New Jersey municipalities don’t have the authority to keep convicted offenders from living within nearly a half-mile of schools, libraries, parks, playgrounds or day care centers, the state Supreme Court has ruled.
Now at least 118 municipalities that kept offenders from living near schools, day care centers and such will have to wipe those ordinances from the books.
Megan’s Law already protects children from sexual predators by providing information to communities about where they live, the justices agreed.
According to the state Public Defender’s Office, all that local red-lining does is further “restrict already limited housing opportunities” for sex offenders and keep them from being “rehabilitated and reintegrated into the community.”

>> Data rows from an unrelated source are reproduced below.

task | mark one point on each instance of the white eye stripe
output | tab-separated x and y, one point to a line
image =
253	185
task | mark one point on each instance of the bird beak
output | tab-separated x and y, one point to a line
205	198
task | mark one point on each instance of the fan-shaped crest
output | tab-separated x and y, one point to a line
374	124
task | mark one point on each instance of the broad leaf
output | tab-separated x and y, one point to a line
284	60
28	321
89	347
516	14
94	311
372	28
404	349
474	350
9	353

Some quietly move in with friends or relatives, taking work (if they can get it) that pays under the table. Other commit other minor violations or petty crimes.

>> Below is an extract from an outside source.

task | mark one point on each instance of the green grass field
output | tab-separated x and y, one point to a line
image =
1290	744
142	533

Those most likely to offend go to great lengths to move around or hide themselves within a community, instead of telling authorities where they really live.
Critics say this undermines Megan’s Law, the popular measure that requires convicted sex offenders to register wherever they live so that ordinary citizens know who they are — and where they are. (See: Sex offenders are people, too.)
However, if municipalities want to change the “stark language of Megan’s Law” which keeps them from making their own rules, they should not look to the court for “guidance,” Chief Justice Stuart Rabner wrote in the court’s unanimous ruling.